A beat of silence passed.

Then, unexpectedly, Youyu let out a short, sharp laugh. "A monster who eats hearts? You couldn't even finish your congee without blowing on it three times."

"And a statue made of ice?" Luo Jue smiled, gesturing to the ruins. "You've got a very fiery temper for someone made of frost"

The moment of levity was shattered when a black-feathered arrow whistled through the open window, thudding into the table exactly between their bowls.

Attached to the shaft was a strip of human skin, inked with a golden seal.

Luo Jue's face went pale. "It's a summons."

"From the Nether-Palace?" Youyu asked, her hand instinctively going to the hilt of the sword hidden in her sleeve.

"No," Luo Jue said, his eyes narrowing as he read the script. "It's an invitation to the Governor's Midnight Banquet. But the ink... it's infused with Wither-Soul Poison."

"The Governor is a puppet," Youyu realized. "The Silent Dirge has already taken the mansion. If we don't go, the city's spiritual array will be detonated. Wuyun will become a graveyard."

Luo Jue stood up, the "clumsy scholar" facade finally falling away. His posture straightened, and his aura darkened, the temperature in the room dropping as his suppressed Qi began to leak.

"I cannot let my archives burn," he said, his voice now the gravelly resonance of the Obsidian Raven.

Youyu stood as well, her pale blue silks fluttering as a cold mist began to swirl around her feet. "And I cannot let my tea turn cold."

She reached out her hand—not for a weapon, but toward him. "Tonight, we are not the Raven and the Lotus. We are not the Palace and the Sect."

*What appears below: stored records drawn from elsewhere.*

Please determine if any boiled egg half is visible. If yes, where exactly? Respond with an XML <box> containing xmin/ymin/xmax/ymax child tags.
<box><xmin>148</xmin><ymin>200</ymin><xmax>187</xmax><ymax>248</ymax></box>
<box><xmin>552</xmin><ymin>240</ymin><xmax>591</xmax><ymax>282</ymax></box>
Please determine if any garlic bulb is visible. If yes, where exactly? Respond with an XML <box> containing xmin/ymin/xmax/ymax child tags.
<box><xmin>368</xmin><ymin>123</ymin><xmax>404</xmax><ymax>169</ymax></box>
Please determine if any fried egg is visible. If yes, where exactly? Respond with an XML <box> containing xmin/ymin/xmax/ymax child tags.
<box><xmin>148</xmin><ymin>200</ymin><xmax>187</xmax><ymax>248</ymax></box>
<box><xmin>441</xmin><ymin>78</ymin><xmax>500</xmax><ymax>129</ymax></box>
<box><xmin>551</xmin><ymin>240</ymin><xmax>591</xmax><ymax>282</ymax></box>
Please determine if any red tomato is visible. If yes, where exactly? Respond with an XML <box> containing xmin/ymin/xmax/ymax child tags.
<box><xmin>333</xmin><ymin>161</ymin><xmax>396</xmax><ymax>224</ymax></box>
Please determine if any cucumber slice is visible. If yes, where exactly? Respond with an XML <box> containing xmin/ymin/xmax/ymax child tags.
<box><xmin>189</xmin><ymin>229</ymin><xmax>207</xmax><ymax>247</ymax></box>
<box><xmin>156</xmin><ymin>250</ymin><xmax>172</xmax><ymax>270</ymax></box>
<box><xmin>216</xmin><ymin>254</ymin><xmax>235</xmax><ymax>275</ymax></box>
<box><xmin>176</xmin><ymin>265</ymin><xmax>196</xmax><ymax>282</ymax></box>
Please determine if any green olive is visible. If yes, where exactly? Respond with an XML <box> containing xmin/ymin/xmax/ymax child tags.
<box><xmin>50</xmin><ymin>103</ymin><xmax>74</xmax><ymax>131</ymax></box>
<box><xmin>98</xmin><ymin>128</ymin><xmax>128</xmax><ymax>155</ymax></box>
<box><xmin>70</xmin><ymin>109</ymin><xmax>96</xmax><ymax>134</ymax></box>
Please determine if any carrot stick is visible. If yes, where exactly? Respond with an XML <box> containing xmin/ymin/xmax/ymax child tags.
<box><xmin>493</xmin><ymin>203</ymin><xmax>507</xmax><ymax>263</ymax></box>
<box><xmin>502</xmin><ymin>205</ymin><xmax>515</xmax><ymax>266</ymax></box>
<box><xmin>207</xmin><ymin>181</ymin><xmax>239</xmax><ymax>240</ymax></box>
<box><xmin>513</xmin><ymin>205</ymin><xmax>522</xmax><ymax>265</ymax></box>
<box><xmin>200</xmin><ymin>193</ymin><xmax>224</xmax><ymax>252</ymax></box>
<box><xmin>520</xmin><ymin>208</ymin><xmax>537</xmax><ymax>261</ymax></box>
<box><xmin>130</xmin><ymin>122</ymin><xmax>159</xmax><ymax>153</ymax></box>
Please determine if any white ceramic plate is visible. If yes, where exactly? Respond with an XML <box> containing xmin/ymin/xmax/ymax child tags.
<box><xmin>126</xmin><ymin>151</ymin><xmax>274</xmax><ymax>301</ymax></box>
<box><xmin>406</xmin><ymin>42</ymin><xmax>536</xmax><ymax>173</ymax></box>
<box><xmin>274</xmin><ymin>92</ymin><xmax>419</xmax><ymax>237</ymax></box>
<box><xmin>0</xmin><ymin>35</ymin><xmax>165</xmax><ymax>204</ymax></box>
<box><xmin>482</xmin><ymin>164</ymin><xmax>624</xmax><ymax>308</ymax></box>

Luo Jue took her hand. Her skin was freezing; his was burning. The balance was perfect.

"Tonight," he said, "we are just two neighbors going to a party."

Behind the closed doors of the *Burying Ink Pavilion*, Luo Jue opened a secret floorboard. He pulled out a pair of magnificent, midnight-blue formal robes—the attire of a high-ranking noble, reinforced with dragon-scale wire.

Across the street, Youyu donned a gown of shimmering white gauze, hidden beneath which were thirty-two throwing needles tipped with paralyzing frost.

They met in the street as the moon rose. He offered his arm. She took it.

"You look remarkably handsome for a man who lives in dust, Shopkeeper," she teased.

"And you look far too dangerous for a woman who sells flowers, Miss Shen," he replied.

As they walked toward the Governor's mansion, the shadows of the city seemed to move with them—some following, some fleeing.

The action was about to move from the back alleys to the grand ballroom, and the dance would be written in blood.